Immersive sims tend to take place in broad but confined spaces: the lavish mansions of Thief; the elaborate space stations of System Shock; the underwater city of Rapture in BioShock. Inside these spaces, details are layered on thick, alternate passageways and hidden details everywhere. Players are encouraged to fight against the will of the designers, to imagine solutions that the developers couldn't have thought of and see how the world reacts.

Prey is desperate to be an immersive sim in this vein, capturing the greatness and creativity of *Deus Ex'*s mad cyberpunk hellworld and *System Shock'*s haunted deep space exploration. And to its credit, it is probably the most expansive and technically accomplished iteration of the immersive sim that anyone's ever made. All the pieces are certainly in place: a confined space, a wide ecosystem of enemies, a highly detailed and consistent world that adapts to player intervention well. There's also a growing set of player abilities—neurological enhancements allowing you to access superhuman powers and alien ones—that can be combined in creative ways. Everything's there, but none of it coheres.

Morgan Yu, Who Are You?

For a game obsessed with identity—Morgan's, the player's, the identity of the station itself—Prey doesn't have one of its own. You can't find it in its aesthetics, which blend flashy future sci-fi tech with a 1960s neo-futurist vibe that's one of the most clichéd settings in all of videogames. You can't find it in its story, which is largely absent, defined mostly by a list of busy work and the emails and audio logs you find scattered amongst the Telos I's various corpses. You can't find it in its characters, because there really aren't any, save for a few side players who are barely more than cardboard cutouts with grocery lists to give you. Nor will you find it in its gameplay, which is an amalgam of every immersive sim it so lovingly imitates, all blended together into a mostly tasteless slurry.

Bethesda Softworks

*Prey'*s mood—that endless movement between curiosity and inane frustration—is all the game has to define itself. And in the moments where that balance moves in the right direction, it can be a sublime experience, all its derivative parts working together in the way they were meant to, perfectly forgettable but engaging in the here and now. But just as often, the enemies are too dense to sneak through and too tough to fight. You might find that your clever tricks don't work out, and the turret you placed wasn't angled quite right, or the clumsy aiming mechanics sent a grenade you needed tumbling down a staircase. In these moments, I often found myself bereft of resources, stuck, trying any idea I could come up with just to get back to the parts of the game that weren't so tedious.

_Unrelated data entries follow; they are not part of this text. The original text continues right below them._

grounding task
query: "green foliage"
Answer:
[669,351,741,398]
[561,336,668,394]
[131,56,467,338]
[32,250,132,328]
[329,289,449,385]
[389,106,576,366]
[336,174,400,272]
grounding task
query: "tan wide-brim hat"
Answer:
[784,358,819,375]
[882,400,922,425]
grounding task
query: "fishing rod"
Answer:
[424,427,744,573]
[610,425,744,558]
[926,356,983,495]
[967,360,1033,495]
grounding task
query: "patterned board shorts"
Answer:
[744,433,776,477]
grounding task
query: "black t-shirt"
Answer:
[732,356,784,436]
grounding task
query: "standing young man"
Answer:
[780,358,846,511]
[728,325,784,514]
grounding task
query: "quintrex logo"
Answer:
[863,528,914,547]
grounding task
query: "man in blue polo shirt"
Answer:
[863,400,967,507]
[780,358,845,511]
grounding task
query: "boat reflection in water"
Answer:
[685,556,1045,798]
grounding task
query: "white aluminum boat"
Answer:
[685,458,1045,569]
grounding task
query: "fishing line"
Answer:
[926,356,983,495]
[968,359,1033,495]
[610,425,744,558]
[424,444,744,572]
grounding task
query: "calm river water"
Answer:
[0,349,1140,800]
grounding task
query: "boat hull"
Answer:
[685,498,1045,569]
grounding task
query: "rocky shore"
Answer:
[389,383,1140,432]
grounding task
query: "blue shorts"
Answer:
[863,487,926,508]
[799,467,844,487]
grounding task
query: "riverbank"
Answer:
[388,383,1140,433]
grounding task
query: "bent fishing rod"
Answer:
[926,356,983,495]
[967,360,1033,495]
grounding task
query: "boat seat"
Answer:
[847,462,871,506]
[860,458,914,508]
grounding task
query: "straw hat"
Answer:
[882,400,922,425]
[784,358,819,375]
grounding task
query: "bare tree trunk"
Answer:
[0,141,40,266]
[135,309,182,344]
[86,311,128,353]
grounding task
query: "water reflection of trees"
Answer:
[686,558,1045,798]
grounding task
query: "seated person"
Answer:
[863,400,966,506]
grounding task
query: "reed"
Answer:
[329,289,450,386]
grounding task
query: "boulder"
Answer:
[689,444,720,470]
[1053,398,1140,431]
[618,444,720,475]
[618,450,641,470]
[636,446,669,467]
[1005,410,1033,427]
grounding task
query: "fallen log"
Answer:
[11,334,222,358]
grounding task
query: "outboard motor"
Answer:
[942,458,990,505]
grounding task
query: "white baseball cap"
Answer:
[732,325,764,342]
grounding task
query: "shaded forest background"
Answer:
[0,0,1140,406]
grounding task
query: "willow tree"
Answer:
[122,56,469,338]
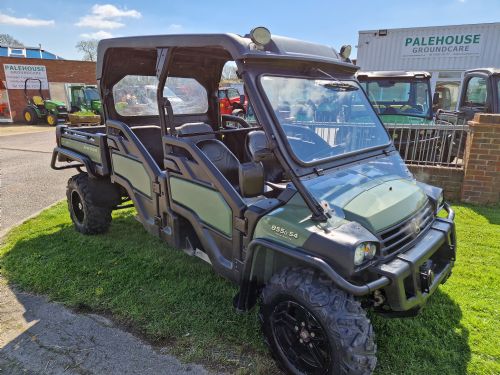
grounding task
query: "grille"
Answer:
[378,202,434,255]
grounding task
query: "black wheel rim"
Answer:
[71,191,85,224]
[271,301,331,374]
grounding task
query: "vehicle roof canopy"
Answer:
[356,71,431,80]
[97,34,358,84]
[465,68,500,76]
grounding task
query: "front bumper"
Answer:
[372,205,456,315]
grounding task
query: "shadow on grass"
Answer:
[462,204,500,225]
[0,207,470,374]
[371,289,471,375]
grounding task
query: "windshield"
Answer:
[85,87,101,100]
[261,76,389,163]
[362,79,431,117]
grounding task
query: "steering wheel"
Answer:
[221,115,252,129]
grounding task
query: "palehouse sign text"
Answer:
[402,34,482,57]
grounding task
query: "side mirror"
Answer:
[432,92,441,105]
[253,147,274,162]
[238,162,264,197]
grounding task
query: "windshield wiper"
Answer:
[321,81,359,91]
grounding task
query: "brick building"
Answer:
[0,55,96,126]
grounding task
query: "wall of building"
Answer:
[0,57,96,122]
[356,23,500,110]
[357,23,500,71]
[408,165,464,201]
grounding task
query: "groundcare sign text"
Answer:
[3,64,49,90]
[402,34,482,57]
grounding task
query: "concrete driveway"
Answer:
[0,127,211,375]
[0,128,72,237]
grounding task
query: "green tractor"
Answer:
[23,78,68,126]
[67,84,103,119]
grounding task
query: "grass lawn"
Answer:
[0,204,500,375]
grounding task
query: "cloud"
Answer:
[80,30,113,40]
[0,13,55,27]
[92,4,142,18]
[167,23,184,34]
[75,4,142,30]
[75,15,125,30]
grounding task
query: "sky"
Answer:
[0,0,500,60]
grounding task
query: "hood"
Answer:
[304,155,427,233]
[45,99,66,107]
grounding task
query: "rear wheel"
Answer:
[66,173,112,234]
[23,107,38,125]
[47,113,57,126]
[259,267,377,375]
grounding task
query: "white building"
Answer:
[356,23,500,109]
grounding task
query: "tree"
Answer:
[76,39,99,61]
[0,34,24,47]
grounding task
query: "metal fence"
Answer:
[385,121,469,169]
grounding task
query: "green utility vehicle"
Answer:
[51,27,456,374]
[356,71,433,125]
[436,68,500,125]
[67,84,103,118]
[23,78,68,126]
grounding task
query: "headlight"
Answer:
[354,242,377,266]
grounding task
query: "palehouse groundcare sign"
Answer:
[3,64,49,90]
[402,34,482,57]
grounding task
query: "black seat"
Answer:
[245,130,283,182]
[176,122,240,190]
[130,125,163,168]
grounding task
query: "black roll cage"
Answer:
[24,78,45,103]
[97,34,394,221]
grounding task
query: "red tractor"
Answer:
[218,87,248,117]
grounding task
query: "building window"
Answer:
[8,47,26,57]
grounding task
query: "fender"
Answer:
[234,239,390,312]
[50,147,99,178]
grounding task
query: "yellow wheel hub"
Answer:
[47,116,57,125]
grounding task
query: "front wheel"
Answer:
[66,173,112,234]
[259,267,377,375]
[47,113,57,126]
[23,107,38,125]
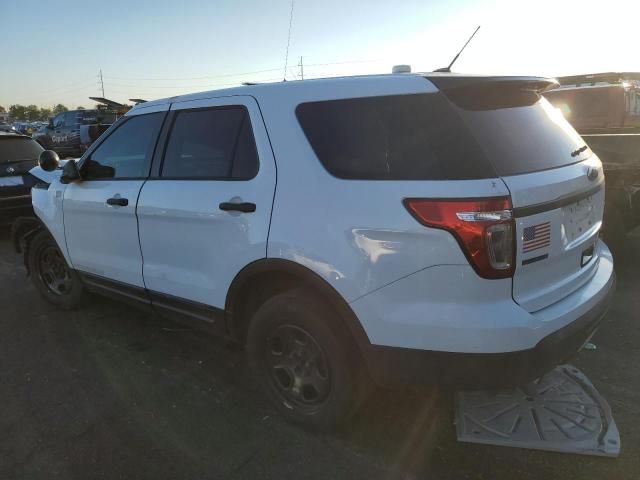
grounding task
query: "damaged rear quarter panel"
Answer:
[31,178,71,265]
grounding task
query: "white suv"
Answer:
[14,74,615,427]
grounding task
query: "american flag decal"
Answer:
[522,222,551,253]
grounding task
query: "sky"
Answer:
[0,0,640,108]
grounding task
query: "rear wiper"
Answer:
[571,145,589,157]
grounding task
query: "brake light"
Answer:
[403,197,515,278]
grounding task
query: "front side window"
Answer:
[82,112,164,180]
[162,106,258,180]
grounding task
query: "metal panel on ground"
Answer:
[456,365,620,457]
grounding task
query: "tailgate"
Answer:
[503,155,604,312]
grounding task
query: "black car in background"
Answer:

Prey doesn't understand itself, and it obliviously gets in its own way. It's ultimately too broad and too undefined to achieve its own grand ambitions. Instead of proudly stating its own identity, Prey feels adrift, the way I was during that one sublime moment in space. Unmoored of itself, it asks questions that are worth pondering but doesn't have any answers. Absent of those rejoinders, it loses its own shape, getting stuck in patterns it can't break out of, drifting further and further away from land until the credits roll.